このため、弊社ではラミネートフィルム無しでの屋外使用はおすすめしておりません。
(必ず屋外用をご使用ください。)
④糊なし合成紙、布系のメディアについて
糊なし合成紙やクロス等、コシのないメディアをエプソン様のプリンターでお使いになると、用紙がよれてヘッドがぶつかる事があります。
(気温、湿度の影響があり、同じメディアでも発生する時としない時があります。)用紙の入口にあたる金属部分に摩擦の少ないメディア、
弊社では「レギュラー合成紙糊なし」、「ユポ合成紙糊なし」、「ソフトクロス」、「短期屋外用クロス」、「クリーンカットクロス」をエプソン様のプリンターの対応素材とさせていただいております。
⑤クロス生地(ポリエステル素材)のカット方法
クロスを普通のカッターでカットすると、切り口がほつれてしまいます。
ポンジ(ポリエステル)のカットには、ホットナイフをお使いください。
ほつれのない
きれいな仕上がりが可能です。
⑥保存はビニールに入れて(メディア全般)
水性顔料対応のインクジェットメディアは、水分等を吸収する力が優れています。
従って、
そのまま室内に放置しておくと空気中の湿気や、タバコの煙等の
汚れを吸ってしまいます。
資材を保管するときは、必ず梱包されていたビニールに入れ、
できれば箱に入れた状態で保管してください。
⑦貼りこみはドライ貼りで(メディア全般)
インクジェットメディアの貼りこみ作業はドライ貼りが基本です。
水を使うと、エッジ等から水の浸入が起きたり、残った水が後日気泡のように発生します。

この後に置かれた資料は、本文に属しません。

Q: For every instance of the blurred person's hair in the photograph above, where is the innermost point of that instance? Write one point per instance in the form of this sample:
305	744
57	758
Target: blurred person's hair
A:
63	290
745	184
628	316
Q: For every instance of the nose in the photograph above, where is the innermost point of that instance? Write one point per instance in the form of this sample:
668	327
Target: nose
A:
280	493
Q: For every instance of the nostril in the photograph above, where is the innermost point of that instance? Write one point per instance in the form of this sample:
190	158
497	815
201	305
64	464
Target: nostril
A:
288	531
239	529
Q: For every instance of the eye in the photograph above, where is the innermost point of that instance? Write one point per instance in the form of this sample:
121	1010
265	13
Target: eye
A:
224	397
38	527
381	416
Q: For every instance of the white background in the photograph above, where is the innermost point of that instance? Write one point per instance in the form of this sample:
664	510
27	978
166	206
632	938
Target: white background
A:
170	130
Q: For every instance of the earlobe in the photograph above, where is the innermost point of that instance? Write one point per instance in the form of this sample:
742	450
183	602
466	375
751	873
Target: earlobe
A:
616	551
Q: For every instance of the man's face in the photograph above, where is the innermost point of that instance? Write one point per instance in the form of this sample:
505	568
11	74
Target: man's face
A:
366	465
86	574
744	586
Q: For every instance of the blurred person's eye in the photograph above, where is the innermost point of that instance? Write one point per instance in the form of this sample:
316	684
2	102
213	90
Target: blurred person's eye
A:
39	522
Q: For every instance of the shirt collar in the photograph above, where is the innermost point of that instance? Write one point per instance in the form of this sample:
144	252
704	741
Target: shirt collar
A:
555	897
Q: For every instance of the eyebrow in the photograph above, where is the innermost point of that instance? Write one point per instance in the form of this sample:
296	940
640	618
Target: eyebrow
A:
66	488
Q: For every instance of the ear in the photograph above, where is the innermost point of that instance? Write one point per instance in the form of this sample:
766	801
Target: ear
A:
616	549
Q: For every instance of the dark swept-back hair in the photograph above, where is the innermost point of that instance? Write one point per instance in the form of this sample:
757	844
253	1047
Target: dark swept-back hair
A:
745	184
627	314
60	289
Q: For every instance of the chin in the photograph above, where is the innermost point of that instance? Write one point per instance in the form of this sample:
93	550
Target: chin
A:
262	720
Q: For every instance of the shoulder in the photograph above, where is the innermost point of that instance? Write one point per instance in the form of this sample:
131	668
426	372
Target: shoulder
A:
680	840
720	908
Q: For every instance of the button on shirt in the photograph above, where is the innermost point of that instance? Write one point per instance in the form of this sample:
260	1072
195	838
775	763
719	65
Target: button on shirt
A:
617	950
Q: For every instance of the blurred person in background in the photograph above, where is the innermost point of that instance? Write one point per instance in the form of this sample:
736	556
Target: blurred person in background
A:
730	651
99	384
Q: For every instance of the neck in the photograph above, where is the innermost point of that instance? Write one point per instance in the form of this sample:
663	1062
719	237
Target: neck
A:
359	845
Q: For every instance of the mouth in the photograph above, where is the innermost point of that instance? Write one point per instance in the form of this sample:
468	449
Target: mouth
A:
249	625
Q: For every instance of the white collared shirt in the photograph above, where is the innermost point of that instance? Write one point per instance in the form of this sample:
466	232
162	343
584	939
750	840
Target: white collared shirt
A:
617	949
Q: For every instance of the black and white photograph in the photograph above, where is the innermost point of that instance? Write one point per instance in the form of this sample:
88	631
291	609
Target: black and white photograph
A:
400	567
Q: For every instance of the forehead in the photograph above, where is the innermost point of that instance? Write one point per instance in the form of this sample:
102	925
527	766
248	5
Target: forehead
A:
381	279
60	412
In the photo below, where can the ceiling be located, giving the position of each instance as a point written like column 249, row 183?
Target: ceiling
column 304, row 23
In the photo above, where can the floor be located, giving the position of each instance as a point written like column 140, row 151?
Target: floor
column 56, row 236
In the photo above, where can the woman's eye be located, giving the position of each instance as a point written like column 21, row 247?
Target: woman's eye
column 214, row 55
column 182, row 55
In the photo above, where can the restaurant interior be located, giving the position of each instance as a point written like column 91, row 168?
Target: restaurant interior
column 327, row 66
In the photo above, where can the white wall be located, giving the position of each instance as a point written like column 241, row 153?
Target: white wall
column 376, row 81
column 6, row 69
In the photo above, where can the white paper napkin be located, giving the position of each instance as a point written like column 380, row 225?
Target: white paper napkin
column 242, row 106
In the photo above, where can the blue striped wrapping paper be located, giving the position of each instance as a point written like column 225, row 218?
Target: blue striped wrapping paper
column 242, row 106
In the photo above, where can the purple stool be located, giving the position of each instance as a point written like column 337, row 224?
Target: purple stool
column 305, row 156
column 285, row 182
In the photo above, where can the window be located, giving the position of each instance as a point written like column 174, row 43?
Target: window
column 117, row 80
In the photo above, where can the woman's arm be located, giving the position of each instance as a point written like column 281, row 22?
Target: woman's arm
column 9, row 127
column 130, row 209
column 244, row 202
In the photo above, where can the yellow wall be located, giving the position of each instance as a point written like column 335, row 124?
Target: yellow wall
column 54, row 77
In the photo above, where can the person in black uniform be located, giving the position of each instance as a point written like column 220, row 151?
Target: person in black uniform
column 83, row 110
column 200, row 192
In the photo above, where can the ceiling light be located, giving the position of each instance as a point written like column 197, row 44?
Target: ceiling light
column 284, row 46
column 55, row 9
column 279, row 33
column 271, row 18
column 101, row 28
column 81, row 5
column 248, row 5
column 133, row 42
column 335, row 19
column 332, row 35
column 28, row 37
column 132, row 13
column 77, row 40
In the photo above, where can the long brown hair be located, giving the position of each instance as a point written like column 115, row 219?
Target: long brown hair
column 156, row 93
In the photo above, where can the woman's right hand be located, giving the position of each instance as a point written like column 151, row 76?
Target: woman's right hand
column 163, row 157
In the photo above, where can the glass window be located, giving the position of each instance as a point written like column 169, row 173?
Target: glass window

インクジェットの場合、全面貼りが多く、水の逃げ場がなくなり、
気泡が発生しやすくなります。
⑧クロスユポのメリット
ユポ合成紙は、引っ張り強度は非常に強いのですが、少しでも裂け目が入ると、
そこから簡単に切れてしまいます。
クロスユポは、裏側に繊維をコーティングする事で、この欠点を補うようになっています。
これによりハトメ加工や、ガンタッカーでの止め加工ができるようになっています。
⑨クロスや重たい資材は要注意!
クロスや重量のあるメディアにベタを出力しようとすると、ムラが発生するのだがというご連絡をいただく事があります。
これはプリンタの用紙送りが安定しないために発生するトラブルで、塩ビや合成紙といったものではそれほど問題にはならないのですが、
素材自体が重たいもの、クロスの様にコシのない素材の場合にこのような問題が発生しやすくなります。
特に、高速プリンタの場合には、用紙送りの量が大きいため、このような問題が発生しやすくなります。
対応策としては、
印字スピードを落として、一回の用紙送りの量を少なくするという事になります。